Some enterprises are optimistic about the new prime rate of 10 percent, which will apply from tomorrow.
However, Tran Quoc Manh, general director of Sadaco and vice chairman of the Handicraft and Wood Industry Association of HCMC (HAWA), said the prime rate needed to be cut further so commercial banks could charge a maximum loan interest rate of 8-10 percent per year.
At present, woodwork enterprises can make a profit of only 10 percent or less of invested capital, while banks offer loans at 15 percent. If banks agreed to loan to them, they could not afford the interest, Manh said.
Le Van Tri, deputy general director of the Southern Rubber Industry Joint Stock Company (Casumina), said the rate of 15 percent was rather high for industrial producers. Tri also called for commercial bank interest rates of 10 percent, even though that would still be double the commercial loan interest rates in Thailand and Malaysia, as well as higher than loan rates in the US.

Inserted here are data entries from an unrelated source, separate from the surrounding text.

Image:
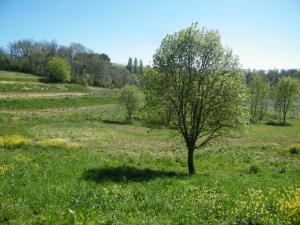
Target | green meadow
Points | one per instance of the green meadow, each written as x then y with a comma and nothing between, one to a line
68,159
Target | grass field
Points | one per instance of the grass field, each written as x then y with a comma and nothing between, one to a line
73,160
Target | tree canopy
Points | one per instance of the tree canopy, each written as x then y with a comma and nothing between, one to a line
203,85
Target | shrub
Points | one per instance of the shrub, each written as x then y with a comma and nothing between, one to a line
13,141
59,70
294,150
253,169
288,206
132,97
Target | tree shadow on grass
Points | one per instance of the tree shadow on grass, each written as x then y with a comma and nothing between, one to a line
115,122
277,123
127,174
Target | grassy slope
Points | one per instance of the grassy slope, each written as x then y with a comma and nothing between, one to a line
130,174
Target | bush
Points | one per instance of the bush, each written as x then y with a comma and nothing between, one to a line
59,70
13,141
294,150
132,97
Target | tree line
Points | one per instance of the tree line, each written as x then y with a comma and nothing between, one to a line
197,87
86,67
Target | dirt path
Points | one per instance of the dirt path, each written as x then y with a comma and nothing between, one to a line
30,112
5,95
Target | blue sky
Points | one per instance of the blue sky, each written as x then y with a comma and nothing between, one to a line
265,34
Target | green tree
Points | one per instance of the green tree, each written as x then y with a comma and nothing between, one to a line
135,65
132,97
203,84
259,89
129,66
286,91
59,70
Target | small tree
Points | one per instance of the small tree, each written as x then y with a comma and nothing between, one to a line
203,84
132,97
285,95
59,70
141,66
258,89
129,65
135,65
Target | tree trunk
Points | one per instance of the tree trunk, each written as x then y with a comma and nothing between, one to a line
191,160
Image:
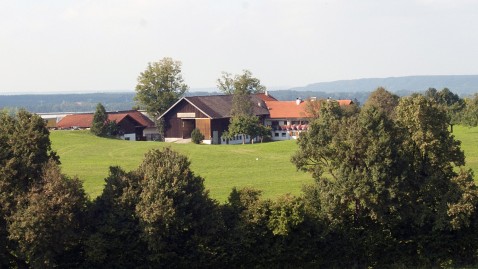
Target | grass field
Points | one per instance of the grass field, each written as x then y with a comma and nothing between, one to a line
263,166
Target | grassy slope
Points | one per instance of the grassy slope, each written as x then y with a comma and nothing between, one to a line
263,166
223,167
469,143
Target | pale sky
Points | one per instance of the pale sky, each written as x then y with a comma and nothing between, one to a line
103,45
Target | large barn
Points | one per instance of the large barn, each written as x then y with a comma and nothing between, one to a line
210,114
132,124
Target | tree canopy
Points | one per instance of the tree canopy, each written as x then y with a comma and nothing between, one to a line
379,173
160,86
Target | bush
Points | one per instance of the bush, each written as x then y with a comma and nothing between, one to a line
196,136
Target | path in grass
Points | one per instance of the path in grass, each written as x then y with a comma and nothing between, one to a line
264,166
469,143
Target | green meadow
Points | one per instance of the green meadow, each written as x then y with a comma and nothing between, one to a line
263,166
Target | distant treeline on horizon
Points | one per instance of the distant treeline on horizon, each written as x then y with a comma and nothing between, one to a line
357,90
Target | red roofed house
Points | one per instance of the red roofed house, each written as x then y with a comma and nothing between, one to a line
211,115
133,125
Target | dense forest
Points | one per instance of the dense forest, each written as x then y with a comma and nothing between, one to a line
390,191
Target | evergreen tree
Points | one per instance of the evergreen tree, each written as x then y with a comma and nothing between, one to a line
99,125
390,180
177,217
159,87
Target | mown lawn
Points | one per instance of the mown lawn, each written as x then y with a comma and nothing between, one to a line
264,166
469,143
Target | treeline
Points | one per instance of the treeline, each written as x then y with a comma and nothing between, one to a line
44,103
390,191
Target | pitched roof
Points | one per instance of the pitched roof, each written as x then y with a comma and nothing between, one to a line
219,106
265,97
137,116
86,120
345,102
290,109
76,120
286,109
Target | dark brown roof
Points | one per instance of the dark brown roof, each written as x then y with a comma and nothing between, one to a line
85,120
137,116
219,106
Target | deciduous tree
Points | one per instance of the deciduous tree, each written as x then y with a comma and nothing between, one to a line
176,214
160,86
100,121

He said when the interest rates were high, producers had to increase product prices, making Vietnamese products less competitive. As a result, exports would probably fall, he said.
Tri said his company’s revenue had slowed substantially over the course of the year. In the first six months, revenue was up by 30 percent over the same period last year. Over the first nine months of the year revenue was only 15 percent higher than the same period last year and is now lower than at the same time last year.
In order to maintain operations, Casumina had to reduce production, not because it didn’t have orders or couldn’t receive loans but because the loan interest rate was so high that production was no longer profitable, he added.
The end-of-year holidays are coming but most supermarkets are not stocking up for the holiday sales season.
“We can’t borrow money from banks to store goods because their interest rates are much higher than the commissions offered by distributors,” one supermarket director said.
Manh said many handicraft and woodwork firms were on the edge of bankruptcy. In order to survive, some were paying the high interest rates, but they were still having trouble accessing loans because banks were asking firms to provide collateral for loans.
Banks should extend credit to them based on their prestige rather than insist on security, he said. The government should also establish a fund for supporting small and medium enterprises, he said.
Bui Kien Thanh, a banking expert, said the government should support small and medium enterprises by offering them the lowest interest rates with simple loan procedures and conditions.